Lexington Brewing and Distilling Company is a brewery and distillery based in Lexington, Kentucky founded in 1999 by Pearse Lyons, the president and founder of animal nutrition company Alltech.

Alltech entered the beverage industry with the introduction of their Kentucky Ale. In 2012 the company opened its distillery and developed a line of spirits including Pearse Lyons Reserve, a malt whiskey, Bluegrass Sundown, a bourbon-infused coffee drink, and Town Branch Bourbon.

==Beers==

| Name | Release Date | Availability | Style | ABV% |
|---|---|---|---|---|
| Kentucky Ale | 2000 | Year Round | English pale ale | 6.0 |
| Kentucky Kolsch | 2003 | Year Round | Kölsch | 4.34 |
| Kentucky Bourbon Barrel Ale | 2006 | Year Round | Strong ale (barrel aged) | 8.2 |
| Kentucky Bourbon Barrel Stout | 2012 | Year Round | Coffee stout (barrel aged) | 8.0 |
| Kentucky Race Day IPA | 2013 | Limited Release | American Session IPA | 4.5 |
| Kentucky White Ale | 2015 | Limited Release | Witbier | 5.3 |
| Kentucky Blue Ale | 2015 | Limited Release | Witbier/Fruit Beer | 5.3 |
| Kentucky IPA | 2013 | Year Round | American IPA | 6.5 |
| Kentucky Vanilla Barrel Cream Ale | 2017 | Year Round | Cream Ale | 5.5 |
| Kentucky Tangerine Cream Ale | 2022 | Year Round | Cream Ale | 5.5 |
| Kentucky Pumpkin Barrel Ale | 2013 | Seasonal | Pumpkin ale (barrel aged) | 10.0 |
| Kentucky Bourbon Barrel Barley Wine | 2014 | Seasonal | Barley wine (barrel aged) | 10.0 |
| Kentucky Peach Barrel Wheat | 2014 | Seasonal | Fruit (barrel aged) | 8.0 |
| Kentucky Honey Barrel Brown Ale | 2014 | Seasonal | Brown ale (barrel aged) | 10.0 |
| Kentucky Rye Barrel IPA | 2015 | Seasonal | Rye IPA (barrel aged) | 10.0 |

==Spirits==
The Lexington Brewing and Distilling Company also produces four whiskey spirits:

- Town Branch Bourbon - aged in new, charred white oak barrels - 90 proof
- Town Branch Rye - 100 proof
- Pearse Lyons Reserve (malt whiskey) - aged in spent bourbon barrels that have also been used to age the brewery's flagship Kentucky Bourbon Barrel Ale - 80 proof
- Bluegrass Sundown - a dark roasted coffee infused with Kentucky bourbon and sugar

The distillery began making spirits in 2007, and began selling them in 2011 after waiting for four years of aging.
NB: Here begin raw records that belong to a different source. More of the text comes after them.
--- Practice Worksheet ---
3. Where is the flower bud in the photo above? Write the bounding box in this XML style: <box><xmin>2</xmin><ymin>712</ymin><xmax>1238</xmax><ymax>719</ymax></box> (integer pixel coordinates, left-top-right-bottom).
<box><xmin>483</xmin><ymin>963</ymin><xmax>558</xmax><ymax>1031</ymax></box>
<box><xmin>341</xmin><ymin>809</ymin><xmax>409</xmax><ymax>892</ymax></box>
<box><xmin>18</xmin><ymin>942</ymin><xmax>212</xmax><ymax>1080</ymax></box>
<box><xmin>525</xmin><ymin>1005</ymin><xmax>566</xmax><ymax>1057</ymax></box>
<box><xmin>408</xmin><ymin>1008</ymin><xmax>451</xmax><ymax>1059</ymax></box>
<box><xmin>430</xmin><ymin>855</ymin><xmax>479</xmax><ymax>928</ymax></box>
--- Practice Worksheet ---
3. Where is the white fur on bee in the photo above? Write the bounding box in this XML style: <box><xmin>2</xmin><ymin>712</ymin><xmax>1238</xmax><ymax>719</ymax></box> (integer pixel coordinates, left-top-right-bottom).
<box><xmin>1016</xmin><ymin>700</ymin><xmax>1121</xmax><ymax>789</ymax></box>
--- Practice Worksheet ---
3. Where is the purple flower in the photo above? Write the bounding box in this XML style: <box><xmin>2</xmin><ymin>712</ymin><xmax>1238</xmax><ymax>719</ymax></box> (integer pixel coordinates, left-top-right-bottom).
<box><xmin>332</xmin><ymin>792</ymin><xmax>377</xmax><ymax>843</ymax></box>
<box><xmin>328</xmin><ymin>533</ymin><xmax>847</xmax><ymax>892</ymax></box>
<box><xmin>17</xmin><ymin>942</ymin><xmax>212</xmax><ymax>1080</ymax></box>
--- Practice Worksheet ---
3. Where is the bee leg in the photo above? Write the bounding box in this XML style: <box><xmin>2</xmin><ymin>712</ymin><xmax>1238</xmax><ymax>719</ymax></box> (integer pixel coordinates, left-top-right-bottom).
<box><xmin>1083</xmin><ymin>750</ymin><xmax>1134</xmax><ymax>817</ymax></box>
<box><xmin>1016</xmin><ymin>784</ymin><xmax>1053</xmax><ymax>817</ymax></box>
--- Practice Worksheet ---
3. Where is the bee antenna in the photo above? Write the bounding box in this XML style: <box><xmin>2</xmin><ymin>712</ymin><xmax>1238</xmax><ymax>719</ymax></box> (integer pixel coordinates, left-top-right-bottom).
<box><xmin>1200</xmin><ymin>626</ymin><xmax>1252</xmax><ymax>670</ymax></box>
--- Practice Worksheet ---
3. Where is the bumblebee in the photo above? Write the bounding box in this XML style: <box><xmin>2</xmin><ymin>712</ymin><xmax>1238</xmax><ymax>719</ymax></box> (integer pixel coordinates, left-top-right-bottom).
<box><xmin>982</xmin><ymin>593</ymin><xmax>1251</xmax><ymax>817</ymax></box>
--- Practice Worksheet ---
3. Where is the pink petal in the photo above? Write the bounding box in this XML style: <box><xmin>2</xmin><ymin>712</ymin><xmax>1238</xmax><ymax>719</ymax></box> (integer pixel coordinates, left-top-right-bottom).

In 2015, the distillery released its first specialty spirit, a 6-year single barrel version of its Town Branch Bourbon.

==Tours==

With its inception, the Town Branch Distillery was added to the Kentucky Bourbon Trail and began offering tours. Visitors are able to view the alcohol production process and sample beer and spirits.